According to a recent ruling, the European Court of Human Rights says a Romanian firm — which fired a worker after finding 45 pages worth of personal messages in just over a week in 2007 — justifiably accessed his work Yahoo Messenger communications, CTV News reports.
The human rights court ruled the employer was acting within its rights when it accessed the employee’s private messages to check if he was completing his work, the report states.
The court notes this case was different to some successful privacy protection cases, as the worker had been given prior warning that communications could be read by management and that sending personal messages during work hours was banned. Previously, another worker had been fired over this.
Even if there was no policy on computer use, the worker likely could have been fired for gross dereliction of duty, Goldman tells AdvocateDaily.com.

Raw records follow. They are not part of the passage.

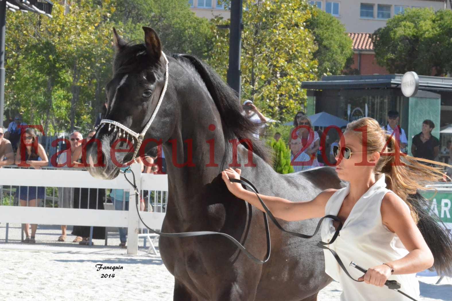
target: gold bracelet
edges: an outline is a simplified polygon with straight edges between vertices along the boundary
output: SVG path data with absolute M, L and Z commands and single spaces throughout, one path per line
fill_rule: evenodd
M 392 275 L 392 274 L 394 273 L 394 268 L 393 268 L 391 266 L 387 264 L 385 264 L 386 265 L 387 265 L 391 269 L 391 275 Z

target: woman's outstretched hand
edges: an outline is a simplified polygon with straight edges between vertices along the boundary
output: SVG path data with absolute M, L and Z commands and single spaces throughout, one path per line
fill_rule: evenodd
M 238 196 L 240 192 L 244 190 L 242 185 L 240 183 L 235 183 L 231 182 L 230 179 L 240 179 L 240 174 L 242 173 L 239 168 L 232 169 L 229 167 L 227 169 L 225 169 L 221 171 L 221 178 L 226 183 L 226 186 L 231 191 L 231 193 Z

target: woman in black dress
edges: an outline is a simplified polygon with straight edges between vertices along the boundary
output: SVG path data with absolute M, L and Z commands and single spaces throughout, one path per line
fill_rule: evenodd
M 75 167 L 82 168 L 84 165 L 79 165 L 77 163 L 82 163 L 81 157 L 82 148 L 86 147 L 86 144 L 96 134 L 94 130 L 88 132 L 86 137 L 86 143 L 82 143 L 77 147 L 72 154 L 72 162 Z M 97 188 L 74 188 L 74 208 L 82 209 L 97 209 L 104 210 L 104 200 L 105 196 L 105 190 Z M 74 226 L 72 230 L 72 235 L 82 237 L 82 241 L 79 243 L 80 245 L 89 245 L 89 226 Z M 93 239 L 105 239 L 105 227 L 93 227 Z M 92 244 L 92 241 L 91 242 Z
M 435 124 L 427 119 L 422 123 L 422 130 L 413 137 L 411 153 L 413 157 L 434 160 L 439 153 L 439 140 L 432 134 Z M 433 165 L 431 163 L 428 165 Z

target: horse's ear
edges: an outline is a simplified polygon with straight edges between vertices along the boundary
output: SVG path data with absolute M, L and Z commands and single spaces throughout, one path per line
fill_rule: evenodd
M 126 47 L 127 43 L 124 40 L 124 39 L 118 34 L 116 29 L 113 28 L 113 44 L 117 51 L 121 51 Z
M 151 58 L 158 61 L 162 55 L 162 46 L 159 35 L 150 27 L 143 26 L 143 30 L 144 31 L 144 41 L 147 53 Z

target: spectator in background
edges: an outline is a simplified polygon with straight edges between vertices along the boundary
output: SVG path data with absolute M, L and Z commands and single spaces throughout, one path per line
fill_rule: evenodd
M 445 155 L 449 153 L 449 152 L 450 151 L 451 142 L 452 141 L 449 140 L 446 143 L 446 146 L 443 146 L 441 149 L 441 153 Z
M 392 110 L 388 111 L 387 118 L 387 124 L 382 128 L 386 131 L 386 133 L 391 135 L 392 134 L 397 126 L 399 125 L 399 121 L 400 120 L 399 112 L 396 111 Z M 407 153 L 408 151 L 406 149 L 406 147 L 408 145 L 408 140 L 406 139 L 405 131 L 400 127 L 399 127 L 399 139 L 397 139 L 397 137 L 395 134 L 394 135 L 394 137 L 396 138 L 396 141 L 398 141 L 400 144 L 400 153 Z
M 4 136 L 3 128 L 0 127 L 0 168 L 2 166 L 14 164 L 13 147 L 9 140 Z
M 434 160 L 439 153 L 439 140 L 432 134 L 435 124 L 426 119 L 422 123 L 422 130 L 413 137 L 411 153 L 413 157 Z
M 72 162 L 72 155 L 75 149 L 80 146 L 82 143 L 83 137 L 82 134 L 78 132 L 74 132 L 69 136 L 71 140 L 70 143 L 71 148 L 66 151 L 60 155 L 58 158 L 58 164 L 65 164 L 66 167 L 69 167 Z M 58 187 L 58 207 L 59 208 L 74 208 L 74 187 Z M 58 241 L 65 241 L 67 237 L 66 230 L 67 226 L 61 225 L 61 236 L 58 238 Z M 81 241 L 82 238 L 80 236 L 75 237 L 72 242 L 79 242 Z
M 344 132 L 345 131 L 345 129 L 347 128 L 347 125 L 343 125 L 340 127 L 340 130 L 342 132 L 342 134 L 344 134 Z M 331 144 L 330 146 L 330 162 L 333 165 L 335 165 L 337 162 L 336 160 L 336 156 L 333 153 L 333 148 L 336 146 L 339 146 L 339 140 L 340 139 L 340 136 L 339 136 L 339 138 L 337 139 L 335 141 Z
M 311 158 L 306 153 L 302 152 L 298 155 L 298 157 L 295 157 L 297 154 L 299 152 L 302 145 L 301 144 L 301 139 L 298 137 L 297 139 L 292 139 L 289 144 L 290 148 L 290 162 L 291 165 L 293 167 L 293 169 L 295 172 L 301 171 L 304 170 L 307 170 L 311 167 L 311 164 L 310 162 Z M 295 157 L 295 159 L 294 159 Z M 302 165 L 297 165 L 297 162 L 304 162 Z
M 292 140 L 292 133 L 294 130 L 297 127 L 300 125 L 300 122 L 307 117 L 306 114 L 304 113 L 304 112 L 302 111 L 299 111 L 298 113 L 295 114 L 295 116 L 293 117 L 293 127 L 290 129 L 290 133 L 289 134 L 289 147 L 290 145 L 290 142 Z M 300 136 L 300 129 L 297 130 L 297 135 L 298 136 Z
M 17 145 L 20 140 L 20 126 L 26 125 L 26 123 L 22 122 L 22 116 L 20 114 L 16 114 L 14 121 L 9 123 L 7 131 L 5 133 L 5 139 L 11 142 L 13 151 L 14 153 L 17 151 Z
M 267 119 L 250 100 L 245 100 L 243 102 L 242 107 L 243 108 L 245 116 L 249 116 L 250 120 L 254 123 L 262 125 L 259 129 L 259 133 L 253 134 L 256 139 L 259 139 L 259 136 L 263 134 L 263 129 L 267 122 Z
M 79 134 L 80 133 L 79 133 Z M 89 132 L 88 135 L 90 139 L 96 134 L 95 131 Z M 81 134 L 80 137 L 81 138 Z M 71 143 L 73 141 L 71 139 Z M 72 154 L 72 163 L 75 168 L 84 168 L 84 164 L 81 161 L 82 153 L 83 148 L 86 148 L 86 144 L 82 144 L 79 145 Z M 82 164 L 80 164 L 82 163 Z M 80 209 L 96 209 L 104 210 L 104 201 L 105 196 L 105 190 L 99 188 L 75 188 L 74 190 L 74 208 Z M 89 244 L 89 232 L 91 227 L 89 226 L 74 226 L 72 229 L 72 235 L 77 237 L 74 242 L 79 241 L 80 245 Z M 81 240 L 80 240 L 80 238 Z M 105 227 L 93 227 L 93 239 L 105 239 Z M 91 241 L 91 244 L 94 243 Z
M 23 149 L 24 150 L 24 158 L 22 158 L 21 156 Z M 20 165 L 25 163 L 31 165 L 35 169 L 41 169 L 42 167 L 47 166 L 48 164 L 49 160 L 47 155 L 42 146 L 38 143 L 38 135 L 34 129 L 27 128 L 25 129 L 23 138 L 18 144 L 15 163 L 19 167 Z M 45 197 L 45 187 L 37 187 L 35 186 L 19 187 L 19 198 L 20 206 L 40 207 L 41 201 Z M 23 242 L 34 244 L 36 242 L 35 235 L 38 225 L 32 224 L 31 236 L 28 232 L 29 226 L 29 224 L 25 224 L 24 230 L 26 238 Z
M 275 133 L 275 135 L 273 137 L 276 142 L 278 142 L 279 141 L 279 139 L 281 138 L 281 134 L 279 132 L 277 132 Z
M 302 147 L 306 153 L 311 157 L 311 165 L 306 167 L 306 169 L 319 167 L 320 165 L 317 159 L 317 152 L 320 148 L 320 138 L 319 134 L 312 128 L 311 120 L 306 115 L 299 119 L 299 125 L 307 125 L 307 127 L 300 128 L 297 131 L 297 135 L 301 139 Z M 311 135 L 314 134 L 313 137 Z

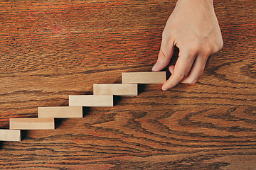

“If you’re spending that much time on personal emails or Twitter or other social media, then you’re neglecting your job, and, save for extraordinary circumstances, that could be seen as gross dereliction of duty,” he says.
Although many companies are enacting policies proscribing computer use at work, the vast majority of employers still don’t have them, Goldman says. He encourages his employer clients to implement Internet use policies.
“Without such a policy, an employer will have no right to intercept and read an employee’s personal emails,” he says.
Goldman notes, however, that, with or without a computer use policy, employers would still have the right to intervene and notify police if work computers are being used for criminal purposes, such as for child pornography.